- Junior officials met the U.S. vice president at the airport
- Turkish government-linked newspaper calls trip a waste of time
From the minute he stepped off the plane on Wednesday, U.S. Vice President Joe Biden’s trip to Turkey seemed ill-fated.
Intended to smooth relations frayed by last month’s botched coup, Biden’s visit instead showcased acrimony with Turkish President Recep Tayyip Erdogan. Turkey sent low-ranking officials -- including Ankara’s deputy mayor -- to greet Biden at the airport. And even before the vice president’s visit ended, the Daily Sabah, a pro-Erdogan newspaper, declared that "Biden wasted a trip, Turkey wasted time."
Biden -- the highest-ranking U.S. official to visit Turkey since the coup -- was apologetic and conciliatory during his joint news conference with Erdogan. As the vice president spoke, the Turkish leader sat back in his chair, stone-faced.
Turkish animosity toward the U.S. ratcheted up after the failed coup on July 15, followed by a purge of thousands of soldiers, government officials and even teachers by Erdogan’s government. The Turkish government blames a self-exiled cleric living in Pennsylvania, Fethullah Gulen, for inciting the coup and has demanded his extradition.
Biden repeatedly offered condolences for the coup, sounding a different note than his boss, President Barack Obama, who chastised Turkish officials in July for spreading rumors that the U.S. was responsible. Biden called the coup’s perpetrators "terrorists," reflecting Erdogan’s language, and said, "I wish I could have been here earlier."
"I want to make it unmistakably clear that the United States stands with our ally, Turkey,” Biden said. "Our support is absolute and it is unwavering."
After Biden’s remarks, Erdogan called the relationship with the U.S. "a model partnership" but then accused Gulen of operating a global terrorist network from Pennsylvania and demanded that the U.S. immediately detain the preacher, in part to prevent him from being interviewed by journalists. At that, Biden put his face in his hands. His frustration showed through as he tried to explain the U.S. justice system and the Constitution’s separation of powers to his Turkish audience.
"The Constitution and our laws require for someone to be extradited that a court of the United States has to conclude there’s probable cause to extradite," Biden said, explaining that the judicial branch is co-equal with Congress and the president. "How long it will take will depend on what evidence is presented.
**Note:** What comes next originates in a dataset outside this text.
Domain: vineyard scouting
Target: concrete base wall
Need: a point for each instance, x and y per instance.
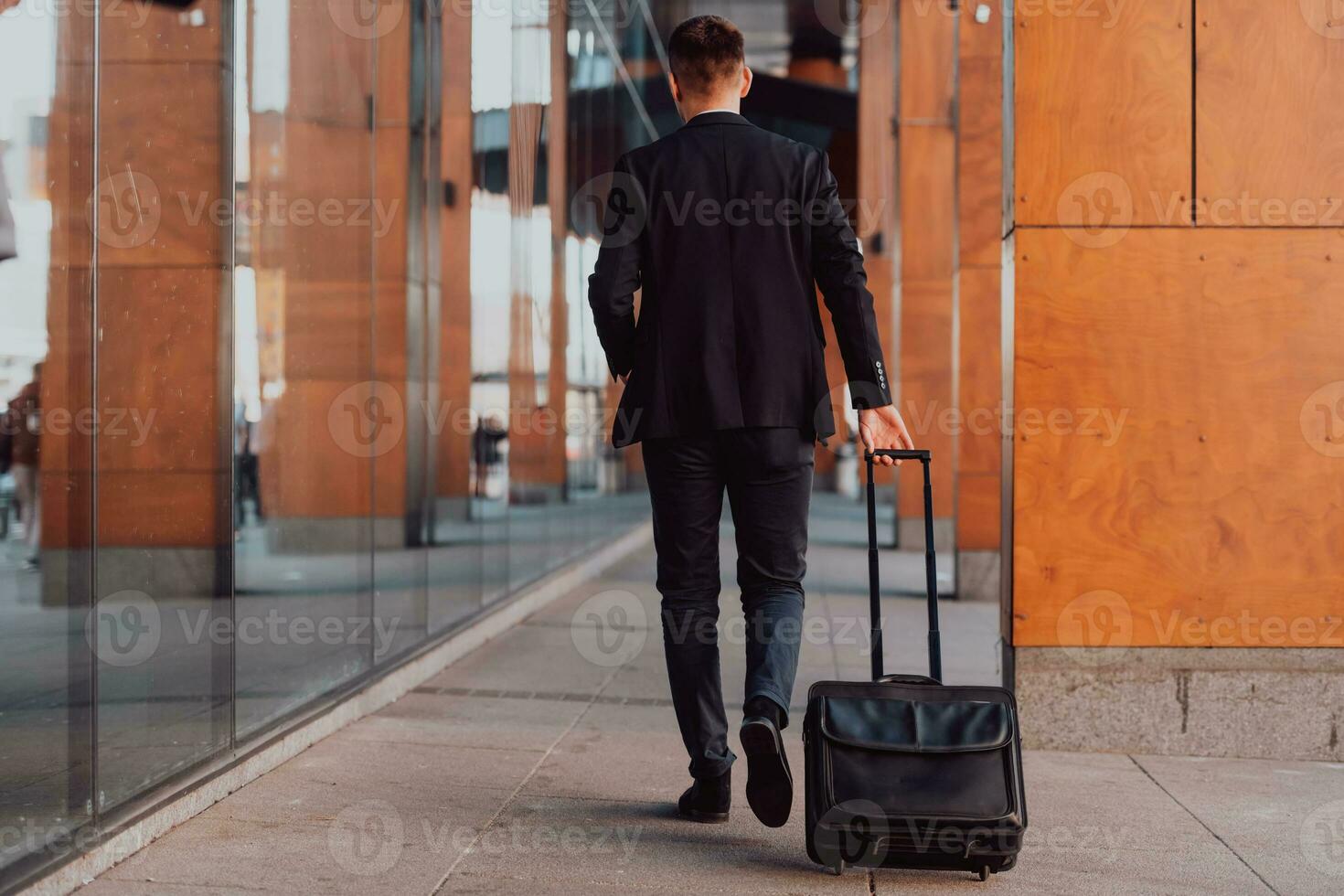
(1189, 701)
Thus far, until yesterday, there has been no evidence presented about the coup."
"God willing, there will be enough data and evidence to meet the criteria that you all believe exists," Biden said later. The White House spokesman, Josh Earnest, was asked during a news briefing happening at the same time if that remark meant the U.S. believes Gulen played a role in the coup.
Earnest was left to walk back Biden’s remark.
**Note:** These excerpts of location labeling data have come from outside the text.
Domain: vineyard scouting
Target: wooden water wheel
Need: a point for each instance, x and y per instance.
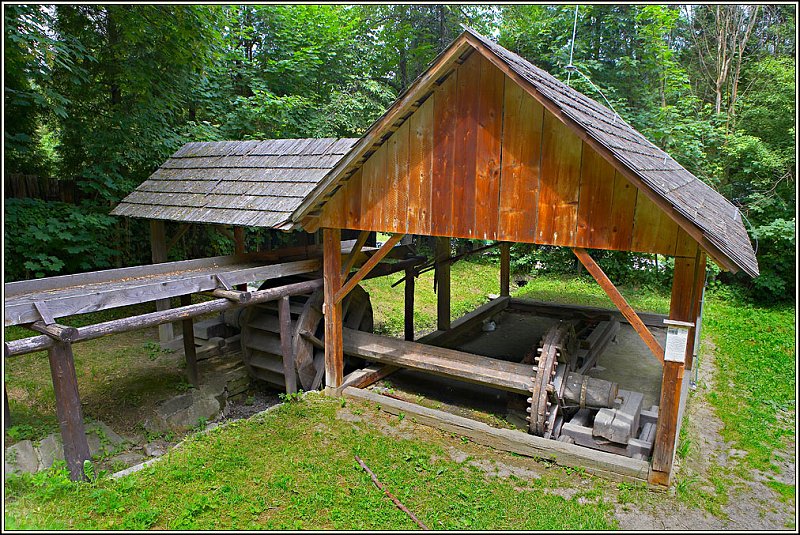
(261, 343)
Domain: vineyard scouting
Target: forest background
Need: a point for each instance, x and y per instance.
(98, 96)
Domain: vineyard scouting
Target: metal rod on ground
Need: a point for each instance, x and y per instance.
(390, 495)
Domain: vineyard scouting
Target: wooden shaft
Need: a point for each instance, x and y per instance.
(366, 268)
(620, 302)
(442, 277)
(189, 350)
(353, 255)
(332, 261)
(285, 320)
(38, 343)
(408, 312)
(62, 333)
(158, 246)
(505, 269)
(68, 408)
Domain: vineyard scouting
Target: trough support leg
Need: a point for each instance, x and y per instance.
(68, 408)
(285, 320)
(189, 350)
(409, 306)
(505, 269)
(334, 357)
(683, 307)
(442, 284)
(158, 245)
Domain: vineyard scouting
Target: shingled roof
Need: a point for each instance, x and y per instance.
(249, 183)
(694, 203)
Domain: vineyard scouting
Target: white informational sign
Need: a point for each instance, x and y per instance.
(677, 336)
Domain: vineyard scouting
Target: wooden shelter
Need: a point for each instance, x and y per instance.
(485, 145)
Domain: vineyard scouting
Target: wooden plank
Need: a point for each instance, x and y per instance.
(408, 305)
(367, 267)
(418, 91)
(560, 183)
(596, 462)
(442, 276)
(189, 351)
(623, 206)
(334, 359)
(595, 201)
(495, 373)
(444, 124)
(620, 302)
(81, 301)
(462, 208)
(523, 118)
(158, 246)
(68, 408)
(505, 269)
(488, 153)
(285, 320)
(420, 169)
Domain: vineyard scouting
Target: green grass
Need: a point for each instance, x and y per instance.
(294, 468)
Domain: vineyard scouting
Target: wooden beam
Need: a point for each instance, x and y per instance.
(442, 280)
(285, 320)
(350, 261)
(189, 351)
(620, 302)
(68, 408)
(142, 321)
(367, 267)
(505, 268)
(158, 246)
(408, 305)
(334, 358)
(597, 462)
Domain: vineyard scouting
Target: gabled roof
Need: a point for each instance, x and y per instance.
(250, 183)
(705, 214)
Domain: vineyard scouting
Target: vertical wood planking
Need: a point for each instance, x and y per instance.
(623, 205)
(466, 136)
(332, 275)
(444, 122)
(189, 351)
(523, 119)
(596, 197)
(68, 408)
(559, 184)
(420, 168)
(488, 155)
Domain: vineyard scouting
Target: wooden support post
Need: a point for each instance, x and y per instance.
(442, 284)
(505, 269)
(408, 312)
(189, 350)
(158, 245)
(623, 306)
(285, 320)
(332, 275)
(683, 307)
(367, 267)
(68, 408)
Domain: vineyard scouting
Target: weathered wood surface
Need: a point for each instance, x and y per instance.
(38, 343)
(623, 306)
(597, 462)
(509, 376)
(68, 408)
(334, 358)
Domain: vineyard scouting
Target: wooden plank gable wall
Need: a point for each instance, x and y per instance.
(481, 158)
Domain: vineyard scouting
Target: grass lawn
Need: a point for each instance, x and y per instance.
(293, 467)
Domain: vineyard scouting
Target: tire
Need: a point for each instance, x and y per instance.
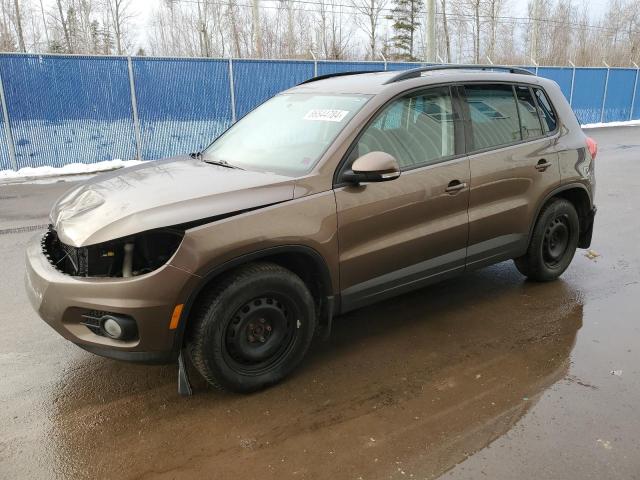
(252, 329)
(553, 243)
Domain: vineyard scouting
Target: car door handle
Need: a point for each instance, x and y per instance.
(542, 165)
(455, 186)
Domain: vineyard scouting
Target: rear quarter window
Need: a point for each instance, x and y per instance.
(547, 115)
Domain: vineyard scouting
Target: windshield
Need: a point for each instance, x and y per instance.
(287, 134)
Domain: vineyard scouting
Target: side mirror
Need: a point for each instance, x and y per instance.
(373, 167)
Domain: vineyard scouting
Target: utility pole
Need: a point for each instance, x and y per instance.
(44, 23)
(535, 30)
(430, 37)
(256, 28)
(19, 27)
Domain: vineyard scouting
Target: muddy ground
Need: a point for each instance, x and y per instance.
(485, 376)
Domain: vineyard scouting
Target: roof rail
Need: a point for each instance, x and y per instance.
(415, 72)
(339, 74)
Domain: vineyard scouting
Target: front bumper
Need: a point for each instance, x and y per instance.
(61, 300)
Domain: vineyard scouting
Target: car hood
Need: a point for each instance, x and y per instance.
(159, 194)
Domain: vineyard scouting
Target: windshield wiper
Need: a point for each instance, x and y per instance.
(222, 163)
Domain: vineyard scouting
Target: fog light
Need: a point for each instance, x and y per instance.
(111, 327)
(118, 327)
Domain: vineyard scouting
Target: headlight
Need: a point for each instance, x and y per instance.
(124, 257)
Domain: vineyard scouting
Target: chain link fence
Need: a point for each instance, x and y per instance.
(61, 109)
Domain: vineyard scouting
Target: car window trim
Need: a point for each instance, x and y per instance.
(469, 126)
(458, 130)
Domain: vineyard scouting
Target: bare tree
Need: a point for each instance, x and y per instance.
(121, 16)
(369, 14)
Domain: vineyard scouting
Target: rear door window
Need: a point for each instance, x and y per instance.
(417, 130)
(494, 115)
(547, 115)
(529, 120)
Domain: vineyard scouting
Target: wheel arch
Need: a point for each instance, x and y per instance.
(580, 198)
(304, 261)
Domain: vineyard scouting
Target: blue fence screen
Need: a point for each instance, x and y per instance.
(63, 109)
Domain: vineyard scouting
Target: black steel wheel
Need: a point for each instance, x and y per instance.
(252, 329)
(553, 242)
(260, 334)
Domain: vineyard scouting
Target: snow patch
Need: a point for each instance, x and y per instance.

"Look, I think the point that the vice president was making is that this is not going to be a decision that is made by the executive branch," the spokesman said.
For Biden, who places a premium on personal diplomacy, moments of friction are an inevitable byproduct. Senior administration officials acknowledged ahead of the trip that anything short of Gulen’s return would be a disappointment to the Turks, and said that raw feelings were understandable in the aftermath of a coup attempt that shook the people and leadership of the country.
Biden scored a minor diplomatic win when Prime Minister Binali Yildirim appeared to bolster the vice president’s emphatic proclamation the U.S. had no prior knowledge or role in the coup attempt.
"The frank statements by the vice president are very important to us," Yildirim told reporters at a news conference.
Even with the cool reception for Biden, cooperation between the U.S. and Turkey continued unimpeded in the battle against Islamic State. On the same day that the vice president visited, Turkish forces mounted an offensive in Syria against Islamic State extremists, an operation that the U.S. helped plan and supported with airstrikes, reconnaissance and intelligence.